Our dog Roscoe sometimes wanders away from home, but thankfully he is smart enough to come back home or even smarter to go to Brian and Marianna’s home – friends of ours who live on the next street. Roscoe likely prefers their home to ours because when they watch him for sometimes, they feed him bison as opposed to the boring dog food we feed him. Dogs are smart. When we compare ourselves to animals, we sometimes compare ourselves to dogs because we like to think of ourselves as smart. More than a dozen division one universities have bulldogs as their mascots. We even call ourselves dogs (What’s up dawg? Where my dawgs at?) We don’t affectionally call each other sheep and there are no universities with the fighting sheep as their mascot. Yet the Bible compares us to sheep. The Bible calls us sheep not to devalue us, but to remind us that we cannot get back home on our own. We need Jesus, the Chief Shepherd, to bring us back to the Father.
As the apostle Peter closes his first letter, he reminds us that we are sheep in the flock of God. And because we are sheep we should resist the devil and run to being shepherded, in being cared for in community. While the Scripture encourages us to resist Satan and run to being shepherded, in our foolishness we are prone to the opposite – to resist shepherding and run to evil.
1. Resist Satan.
The apostle Peter wrote “Your adversary the devil is prowling around like a roaring lion, looking for anyone he can devour. Resist him…” (I Peter 5:8-9). According to a Barna research study half of Americans believe Satan is merely a symbol of evil, but the Bible teaches us that he is an actual being who seeks to devour. He is not coequal with God, is a created being, was expelled from heaven, defeated on the cross, and will soon be crushed. But for this time, he is called the god of this age, and he is out to steal, kill, and destroy. The good news is that Satan is not the only one compared to a lion in Scripture. Jesus is called the Lion of the tribe of Judah, the One who conquers (Revelation 5:5). Jesus, the Lion who conquers, will forever silence the roars of our enemy lion. Because Jesus is with us we can resist the devil. We can resist the devil as we clothe ourselves in humility and cast our cares on Jesus.

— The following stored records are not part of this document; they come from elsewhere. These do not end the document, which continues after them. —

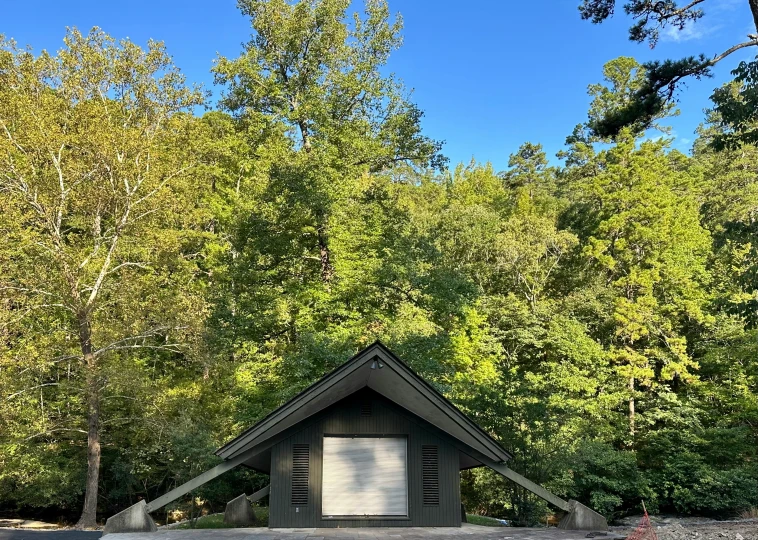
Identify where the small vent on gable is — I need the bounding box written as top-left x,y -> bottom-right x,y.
422,445 -> 439,506
291,444 -> 309,506
360,402 -> 372,417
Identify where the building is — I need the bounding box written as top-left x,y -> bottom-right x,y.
103,342 -> 607,534
215,342 -> 510,528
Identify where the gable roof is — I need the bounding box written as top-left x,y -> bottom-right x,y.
215,341 -> 512,463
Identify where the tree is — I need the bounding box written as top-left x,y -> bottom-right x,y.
569,131 -> 711,439
709,58 -> 758,149
577,0 -> 758,137
0,29 -> 206,527
500,142 -> 557,198
205,0 -> 449,412
587,57 -> 678,140
213,0 -> 445,283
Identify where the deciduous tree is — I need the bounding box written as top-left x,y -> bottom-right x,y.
0,29 -> 206,527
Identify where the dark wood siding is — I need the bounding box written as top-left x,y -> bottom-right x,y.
269,388 -> 462,528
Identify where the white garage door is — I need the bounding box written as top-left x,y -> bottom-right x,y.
322,436 -> 408,516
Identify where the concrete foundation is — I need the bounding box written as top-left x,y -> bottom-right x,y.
102,500 -> 157,536
557,499 -> 608,531
224,493 -> 257,527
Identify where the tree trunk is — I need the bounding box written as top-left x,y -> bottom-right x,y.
317,223 -> 333,283
628,376 -> 635,438
750,0 -> 758,33
298,120 -> 312,153
75,312 -> 101,529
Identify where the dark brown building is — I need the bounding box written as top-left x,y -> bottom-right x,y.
215,342 -> 512,528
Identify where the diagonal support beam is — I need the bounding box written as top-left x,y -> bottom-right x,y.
478,457 -> 570,512
246,484 -> 270,503
145,452 -> 252,513
480,457 -> 607,531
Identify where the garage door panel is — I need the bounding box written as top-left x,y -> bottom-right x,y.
322,437 -> 408,516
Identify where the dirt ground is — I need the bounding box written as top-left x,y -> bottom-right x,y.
611,518 -> 758,540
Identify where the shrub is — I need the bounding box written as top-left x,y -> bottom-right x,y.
559,440 -> 652,520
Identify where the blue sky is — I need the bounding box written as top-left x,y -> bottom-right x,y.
2,0 -> 755,170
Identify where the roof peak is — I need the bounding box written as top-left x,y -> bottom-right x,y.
215,342 -> 512,463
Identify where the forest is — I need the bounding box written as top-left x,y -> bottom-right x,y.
1,0 -> 757,529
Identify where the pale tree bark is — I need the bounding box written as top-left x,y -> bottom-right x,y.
629,376 -> 635,438
298,120 -> 312,153
75,312 -> 100,529
3,115 -> 171,530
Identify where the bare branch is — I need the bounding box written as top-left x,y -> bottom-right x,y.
97,343 -> 184,355
132,166 -> 193,207
85,203 -> 131,309
708,38 -> 758,66
654,0 -> 705,21
0,286 -> 59,298
105,261 -> 150,275
16,355 -> 82,377
6,383 -> 62,401
92,326 -> 187,357
25,428 -> 88,440
0,120 -> 27,154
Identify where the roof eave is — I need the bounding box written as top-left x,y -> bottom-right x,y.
215,341 -> 512,463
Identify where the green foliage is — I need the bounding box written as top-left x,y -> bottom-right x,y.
174,508 -> 270,528
177,514 -> 235,529
585,57 -> 679,139
639,429 -> 758,514
577,1 -> 758,138
579,0 -> 704,47
558,441 -> 651,519
1,1 -> 758,526
587,56 -> 713,139
710,58 -> 758,149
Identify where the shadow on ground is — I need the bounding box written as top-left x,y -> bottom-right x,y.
0,531 -> 101,540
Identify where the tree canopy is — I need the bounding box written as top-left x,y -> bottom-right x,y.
1,0 -> 757,528
577,0 -> 758,138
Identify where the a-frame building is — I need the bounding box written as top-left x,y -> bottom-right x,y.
103,342 -> 607,534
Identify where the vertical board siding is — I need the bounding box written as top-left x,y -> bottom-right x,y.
269,388 -> 461,528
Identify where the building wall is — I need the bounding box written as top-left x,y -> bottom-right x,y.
268,388 -> 462,528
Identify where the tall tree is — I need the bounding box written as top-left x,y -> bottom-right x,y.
0,29 -> 206,527
570,132 -> 711,438
206,0 -> 448,408
577,0 -> 758,137
586,57 -> 678,140
213,0 -> 445,283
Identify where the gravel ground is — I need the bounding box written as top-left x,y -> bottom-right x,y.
1,518 -> 755,540
611,519 -> 758,540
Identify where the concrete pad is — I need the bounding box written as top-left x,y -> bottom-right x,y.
557,500 -> 608,531
75,523 -> 621,540
102,500 -> 157,536
223,494 -> 257,527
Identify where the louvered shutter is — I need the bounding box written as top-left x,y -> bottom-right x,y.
322,437 -> 407,516
360,402 -> 372,416
291,444 -> 309,506
422,445 -> 439,506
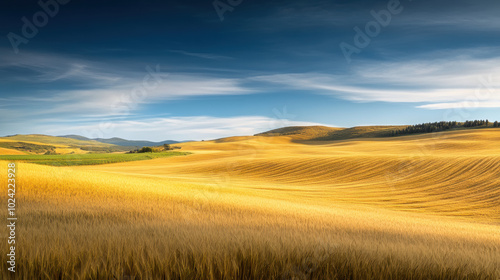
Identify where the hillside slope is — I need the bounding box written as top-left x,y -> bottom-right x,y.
255,125 -> 343,140
255,125 -> 407,141
0,134 -> 126,154
2,128 -> 499,279
88,128 -> 500,222
255,123 -> 499,141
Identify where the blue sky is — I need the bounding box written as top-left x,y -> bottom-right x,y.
1,0 -> 500,141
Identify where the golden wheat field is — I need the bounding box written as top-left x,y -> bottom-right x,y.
1,129 -> 500,279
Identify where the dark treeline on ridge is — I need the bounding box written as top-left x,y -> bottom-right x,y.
391,120 -> 499,136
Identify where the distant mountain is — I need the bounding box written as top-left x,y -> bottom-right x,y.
94,138 -> 179,147
60,135 -> 181,147
61,134 -> 91,141
5,134 -> 114,147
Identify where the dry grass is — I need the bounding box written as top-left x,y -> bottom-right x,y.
0,147 -> 25,155
1,129 -> 500,279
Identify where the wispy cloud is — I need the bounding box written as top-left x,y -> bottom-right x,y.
244,0 -> 500,32
168,50 -> 232,60
0,51 -> 253,119
1,74 -> 253,119
252,48 -> 500,107
417,102 -> 500,110
0,50 -> 122,84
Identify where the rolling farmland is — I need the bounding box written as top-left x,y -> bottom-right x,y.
1,128 -> 499,279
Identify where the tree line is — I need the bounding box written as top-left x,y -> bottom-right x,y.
391,120 -> 499,136
128,144 -> 181,153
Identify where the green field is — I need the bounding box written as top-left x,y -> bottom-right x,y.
0,151 -> 190,166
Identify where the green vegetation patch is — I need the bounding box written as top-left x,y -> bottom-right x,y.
0,141 -> 56,154
0,151 -> 191,166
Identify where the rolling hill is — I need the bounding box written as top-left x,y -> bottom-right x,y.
0,134 -> 184,155
254,125 -> 343,140
169,128 -> 500,222
255,125 -> 407,140
1,128 -> 499,279
255,122 -> 497,141
0,134 -> 126,154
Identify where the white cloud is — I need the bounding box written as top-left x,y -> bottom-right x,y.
23,74 -> 252,117
252,50 -> 500,107
168,50 -> 232,60
417,101 -> 500,110
0,50 -> 253,118
3,47 -> 500,140
253,74 -> 477,103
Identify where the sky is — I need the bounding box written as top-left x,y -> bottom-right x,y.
0,0 -> 499,141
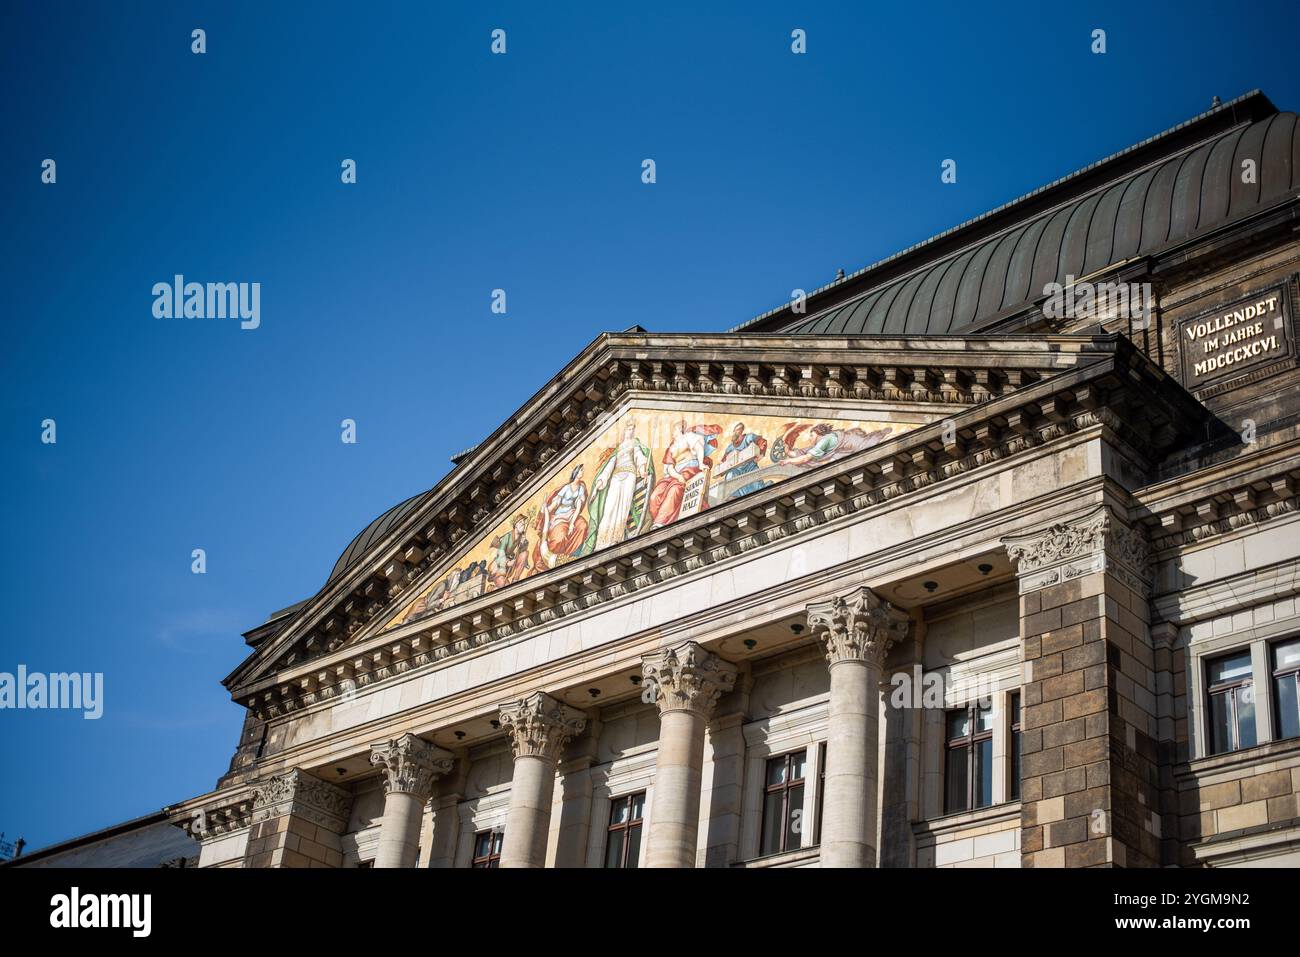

2. Run to being shepherded.
We are sheep and Satan wants to destroy us, so we are wise to be shepherded by godly leaders who care for our souls (Peter’s emphasis in the first five verses of 1 Peter chapter 5). We are wise to be in community. The posture of “I will love Jesus but not the church” is absent in Scripture. We need community because of the suffering in this world and because of Satan’s prowling. We need encouragement, prayer, support, and love from the community of faith.
Yes, CoVid took many out of “the habit of gathering together.” And it is always tragic when sheep are away from a flock while there is a lion prowling around.